Such politics offers promises and perils. In his own way, Emilio Jacinto recognised its enabling but seductive power. His essay, “Light and Darkness,” written 122 years ago at the height of the anti-colonial revolution against Spain, still resonates today.

“Shiny light dazzles and ruins eyesight. The eyes need the bright light to perceive and comprehend the whole truth about things….Shiny light is deceptive. Let us settle for the bright light; do not be charmed by shiny light….

The worship of shiny light and the aversion to bright light have indeed taken a strong sway over our disposition.
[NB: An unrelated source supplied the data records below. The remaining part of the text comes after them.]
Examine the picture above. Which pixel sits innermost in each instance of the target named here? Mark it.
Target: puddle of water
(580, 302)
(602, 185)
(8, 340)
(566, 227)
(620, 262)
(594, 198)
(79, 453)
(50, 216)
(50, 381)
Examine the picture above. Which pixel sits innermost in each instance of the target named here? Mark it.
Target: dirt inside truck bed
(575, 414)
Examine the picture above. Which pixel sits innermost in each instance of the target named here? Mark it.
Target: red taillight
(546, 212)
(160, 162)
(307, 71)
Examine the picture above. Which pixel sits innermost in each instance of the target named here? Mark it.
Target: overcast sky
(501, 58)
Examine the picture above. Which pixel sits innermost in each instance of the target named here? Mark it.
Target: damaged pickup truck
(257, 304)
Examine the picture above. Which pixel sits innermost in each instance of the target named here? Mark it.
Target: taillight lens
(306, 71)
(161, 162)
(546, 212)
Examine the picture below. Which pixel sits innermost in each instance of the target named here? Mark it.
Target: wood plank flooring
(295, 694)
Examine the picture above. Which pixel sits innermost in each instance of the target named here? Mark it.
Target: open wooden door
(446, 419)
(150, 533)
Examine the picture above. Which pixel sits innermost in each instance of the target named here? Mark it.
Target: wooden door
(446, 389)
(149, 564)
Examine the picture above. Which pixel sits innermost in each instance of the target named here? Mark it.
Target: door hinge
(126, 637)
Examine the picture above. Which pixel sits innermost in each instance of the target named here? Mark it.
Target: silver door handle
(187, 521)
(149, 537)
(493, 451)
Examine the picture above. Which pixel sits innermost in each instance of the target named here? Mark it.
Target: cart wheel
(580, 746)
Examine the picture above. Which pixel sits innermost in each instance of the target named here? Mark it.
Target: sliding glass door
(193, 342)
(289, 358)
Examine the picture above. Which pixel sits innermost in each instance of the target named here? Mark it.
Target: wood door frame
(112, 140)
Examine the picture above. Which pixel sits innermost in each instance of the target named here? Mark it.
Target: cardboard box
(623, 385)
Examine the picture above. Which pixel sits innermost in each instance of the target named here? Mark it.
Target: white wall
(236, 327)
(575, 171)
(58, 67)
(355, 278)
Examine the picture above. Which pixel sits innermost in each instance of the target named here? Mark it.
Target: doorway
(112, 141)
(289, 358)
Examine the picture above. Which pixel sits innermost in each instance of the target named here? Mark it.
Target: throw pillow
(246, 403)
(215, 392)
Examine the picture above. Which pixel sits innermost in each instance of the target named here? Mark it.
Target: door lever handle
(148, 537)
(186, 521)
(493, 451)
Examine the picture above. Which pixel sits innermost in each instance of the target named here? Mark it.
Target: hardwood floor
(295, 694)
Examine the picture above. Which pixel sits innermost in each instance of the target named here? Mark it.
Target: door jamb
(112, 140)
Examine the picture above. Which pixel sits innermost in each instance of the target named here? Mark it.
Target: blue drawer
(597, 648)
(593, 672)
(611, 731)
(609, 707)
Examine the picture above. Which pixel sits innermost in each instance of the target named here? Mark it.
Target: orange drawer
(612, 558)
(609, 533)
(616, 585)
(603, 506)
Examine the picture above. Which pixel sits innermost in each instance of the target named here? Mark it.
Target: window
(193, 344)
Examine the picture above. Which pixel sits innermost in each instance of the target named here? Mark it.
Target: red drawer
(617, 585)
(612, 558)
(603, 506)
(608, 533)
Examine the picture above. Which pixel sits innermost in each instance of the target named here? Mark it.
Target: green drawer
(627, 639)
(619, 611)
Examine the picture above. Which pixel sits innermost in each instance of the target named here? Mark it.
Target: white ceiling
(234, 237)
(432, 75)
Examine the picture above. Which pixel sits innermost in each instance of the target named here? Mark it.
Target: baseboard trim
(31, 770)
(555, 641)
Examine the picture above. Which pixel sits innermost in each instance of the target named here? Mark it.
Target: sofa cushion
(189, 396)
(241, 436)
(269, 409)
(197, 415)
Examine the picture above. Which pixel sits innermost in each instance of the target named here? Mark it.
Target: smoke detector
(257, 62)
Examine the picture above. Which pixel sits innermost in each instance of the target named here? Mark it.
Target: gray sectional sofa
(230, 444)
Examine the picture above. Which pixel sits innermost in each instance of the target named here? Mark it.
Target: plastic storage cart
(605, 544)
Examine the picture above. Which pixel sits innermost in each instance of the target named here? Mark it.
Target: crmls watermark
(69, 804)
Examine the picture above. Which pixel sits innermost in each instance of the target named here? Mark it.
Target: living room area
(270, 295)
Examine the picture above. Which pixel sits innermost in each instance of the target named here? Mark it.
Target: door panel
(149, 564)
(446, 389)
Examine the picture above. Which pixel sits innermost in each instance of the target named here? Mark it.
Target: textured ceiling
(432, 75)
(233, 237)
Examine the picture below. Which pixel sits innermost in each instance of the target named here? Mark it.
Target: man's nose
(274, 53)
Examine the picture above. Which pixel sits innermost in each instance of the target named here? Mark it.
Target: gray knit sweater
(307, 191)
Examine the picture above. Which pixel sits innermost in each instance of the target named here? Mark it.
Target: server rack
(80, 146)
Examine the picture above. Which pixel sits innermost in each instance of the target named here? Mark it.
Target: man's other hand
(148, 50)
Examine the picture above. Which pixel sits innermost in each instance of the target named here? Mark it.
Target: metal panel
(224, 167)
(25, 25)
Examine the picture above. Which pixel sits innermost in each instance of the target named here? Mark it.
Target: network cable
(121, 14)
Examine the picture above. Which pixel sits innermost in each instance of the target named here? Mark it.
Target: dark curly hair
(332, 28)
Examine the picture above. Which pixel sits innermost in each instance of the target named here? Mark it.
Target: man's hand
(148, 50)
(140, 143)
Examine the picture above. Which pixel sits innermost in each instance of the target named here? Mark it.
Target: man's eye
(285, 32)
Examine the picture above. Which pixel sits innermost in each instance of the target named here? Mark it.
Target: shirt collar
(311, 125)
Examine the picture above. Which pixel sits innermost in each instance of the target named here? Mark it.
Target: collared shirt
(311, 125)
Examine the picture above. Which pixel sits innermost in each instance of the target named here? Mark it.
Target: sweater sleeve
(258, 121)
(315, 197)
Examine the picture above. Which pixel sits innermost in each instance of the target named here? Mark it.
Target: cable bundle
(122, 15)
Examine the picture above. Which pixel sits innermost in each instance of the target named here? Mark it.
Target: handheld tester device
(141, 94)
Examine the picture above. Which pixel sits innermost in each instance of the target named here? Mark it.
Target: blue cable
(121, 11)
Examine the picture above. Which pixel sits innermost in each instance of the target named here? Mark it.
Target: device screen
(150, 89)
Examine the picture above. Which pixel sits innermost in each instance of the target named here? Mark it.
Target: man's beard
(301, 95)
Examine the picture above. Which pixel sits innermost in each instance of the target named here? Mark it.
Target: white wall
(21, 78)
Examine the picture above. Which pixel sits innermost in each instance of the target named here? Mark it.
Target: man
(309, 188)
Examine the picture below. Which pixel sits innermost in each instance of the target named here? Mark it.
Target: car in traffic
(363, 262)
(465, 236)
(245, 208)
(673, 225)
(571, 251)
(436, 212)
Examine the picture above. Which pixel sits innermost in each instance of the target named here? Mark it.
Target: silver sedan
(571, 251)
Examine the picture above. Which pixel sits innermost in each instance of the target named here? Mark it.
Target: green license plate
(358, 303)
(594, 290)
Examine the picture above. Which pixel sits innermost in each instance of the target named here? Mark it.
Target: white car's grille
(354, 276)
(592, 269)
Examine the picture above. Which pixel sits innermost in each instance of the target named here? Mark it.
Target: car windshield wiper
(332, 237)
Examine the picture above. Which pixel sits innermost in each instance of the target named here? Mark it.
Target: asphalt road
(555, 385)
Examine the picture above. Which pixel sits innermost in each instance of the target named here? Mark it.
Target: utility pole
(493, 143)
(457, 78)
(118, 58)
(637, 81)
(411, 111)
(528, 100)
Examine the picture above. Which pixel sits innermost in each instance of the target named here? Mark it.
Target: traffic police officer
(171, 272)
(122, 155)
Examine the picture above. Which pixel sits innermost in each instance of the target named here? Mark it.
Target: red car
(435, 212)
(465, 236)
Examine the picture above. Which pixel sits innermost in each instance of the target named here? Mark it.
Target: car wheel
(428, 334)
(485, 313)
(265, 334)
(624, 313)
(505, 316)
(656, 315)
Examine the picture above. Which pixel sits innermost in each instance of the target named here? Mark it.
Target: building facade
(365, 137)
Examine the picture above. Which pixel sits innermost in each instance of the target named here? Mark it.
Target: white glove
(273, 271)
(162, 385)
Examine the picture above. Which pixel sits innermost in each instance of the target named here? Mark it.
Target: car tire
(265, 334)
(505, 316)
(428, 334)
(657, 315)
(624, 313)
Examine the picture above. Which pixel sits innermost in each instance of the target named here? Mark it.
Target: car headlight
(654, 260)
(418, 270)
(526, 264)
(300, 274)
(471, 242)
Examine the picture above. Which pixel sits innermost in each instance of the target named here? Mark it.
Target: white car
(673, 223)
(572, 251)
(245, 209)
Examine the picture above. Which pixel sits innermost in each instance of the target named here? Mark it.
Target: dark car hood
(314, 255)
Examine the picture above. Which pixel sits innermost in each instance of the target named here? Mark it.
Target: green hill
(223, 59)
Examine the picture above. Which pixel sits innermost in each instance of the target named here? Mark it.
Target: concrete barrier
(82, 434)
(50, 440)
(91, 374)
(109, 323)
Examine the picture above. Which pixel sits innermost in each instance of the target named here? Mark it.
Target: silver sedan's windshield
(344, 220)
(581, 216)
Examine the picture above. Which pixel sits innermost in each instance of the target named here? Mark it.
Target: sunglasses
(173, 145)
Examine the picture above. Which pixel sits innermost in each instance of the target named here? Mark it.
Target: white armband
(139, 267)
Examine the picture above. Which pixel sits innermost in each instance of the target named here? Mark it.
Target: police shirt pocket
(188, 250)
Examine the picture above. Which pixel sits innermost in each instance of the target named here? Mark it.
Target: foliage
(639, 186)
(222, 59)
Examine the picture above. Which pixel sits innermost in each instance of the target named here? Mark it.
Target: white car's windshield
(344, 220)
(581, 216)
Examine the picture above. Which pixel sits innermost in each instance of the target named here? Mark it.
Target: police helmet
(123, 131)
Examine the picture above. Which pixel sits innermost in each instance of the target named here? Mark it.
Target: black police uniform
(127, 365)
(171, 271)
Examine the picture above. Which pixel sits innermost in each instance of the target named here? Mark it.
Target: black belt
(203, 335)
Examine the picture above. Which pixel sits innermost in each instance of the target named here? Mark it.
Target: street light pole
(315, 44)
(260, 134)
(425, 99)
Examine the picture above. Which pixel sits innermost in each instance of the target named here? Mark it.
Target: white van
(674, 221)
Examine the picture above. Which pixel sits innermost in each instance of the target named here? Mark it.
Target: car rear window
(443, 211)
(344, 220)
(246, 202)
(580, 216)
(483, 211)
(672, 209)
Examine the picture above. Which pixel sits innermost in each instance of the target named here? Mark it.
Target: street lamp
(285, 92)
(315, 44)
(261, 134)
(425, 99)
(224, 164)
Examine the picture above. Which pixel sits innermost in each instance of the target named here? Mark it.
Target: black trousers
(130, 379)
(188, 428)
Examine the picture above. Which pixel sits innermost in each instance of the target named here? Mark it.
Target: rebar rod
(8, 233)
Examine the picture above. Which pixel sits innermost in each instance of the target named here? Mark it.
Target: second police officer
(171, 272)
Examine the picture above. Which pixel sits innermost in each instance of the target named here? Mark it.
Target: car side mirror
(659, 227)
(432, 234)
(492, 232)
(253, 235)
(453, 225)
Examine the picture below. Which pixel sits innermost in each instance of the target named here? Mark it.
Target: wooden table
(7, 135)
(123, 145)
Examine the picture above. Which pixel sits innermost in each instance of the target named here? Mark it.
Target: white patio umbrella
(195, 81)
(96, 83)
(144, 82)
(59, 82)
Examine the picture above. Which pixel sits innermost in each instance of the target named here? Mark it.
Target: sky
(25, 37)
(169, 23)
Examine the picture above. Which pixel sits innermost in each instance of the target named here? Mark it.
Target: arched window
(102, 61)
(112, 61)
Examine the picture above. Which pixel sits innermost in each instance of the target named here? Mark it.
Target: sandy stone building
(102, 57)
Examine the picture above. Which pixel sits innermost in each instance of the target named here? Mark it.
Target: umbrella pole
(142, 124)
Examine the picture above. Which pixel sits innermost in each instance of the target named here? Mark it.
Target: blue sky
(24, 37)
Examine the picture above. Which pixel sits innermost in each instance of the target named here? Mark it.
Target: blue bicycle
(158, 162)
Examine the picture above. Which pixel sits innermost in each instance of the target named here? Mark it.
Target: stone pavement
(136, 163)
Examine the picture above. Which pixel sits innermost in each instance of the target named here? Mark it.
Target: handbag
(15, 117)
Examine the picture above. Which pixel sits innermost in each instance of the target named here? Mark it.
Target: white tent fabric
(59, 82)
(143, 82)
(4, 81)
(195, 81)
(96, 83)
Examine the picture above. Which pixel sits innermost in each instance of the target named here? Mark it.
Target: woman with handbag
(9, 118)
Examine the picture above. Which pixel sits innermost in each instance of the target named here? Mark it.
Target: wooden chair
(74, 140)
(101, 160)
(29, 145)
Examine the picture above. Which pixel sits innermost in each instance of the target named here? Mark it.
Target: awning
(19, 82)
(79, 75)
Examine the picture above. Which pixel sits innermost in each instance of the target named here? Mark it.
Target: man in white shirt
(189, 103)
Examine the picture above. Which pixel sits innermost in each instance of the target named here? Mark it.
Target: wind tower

This is indeed another reason why our folks and towns live in pain and misery.

This is the reason why parties driven by brutal excesses and by greed will find all means to appear shiny….We tend to put our faith on the shiny; thus it should not come as a surprise that those who want to live off the blood in our veins wear shiny disguises.

…But when it is to brightness and good will and sincerity that we give our utmost respect, nobody can make anyone appear shiny since we will not revere him and all our thoughts and mind can not be distracted from the bright and sacred path of reason.

Treachery and deceit seek the shiny so as not to be revealed in the eyes of those who can expose their ugliness; but beneficence and pure love are naked, modest, and show themselves brightly to anyone’s gaze….” (Original in Filipino).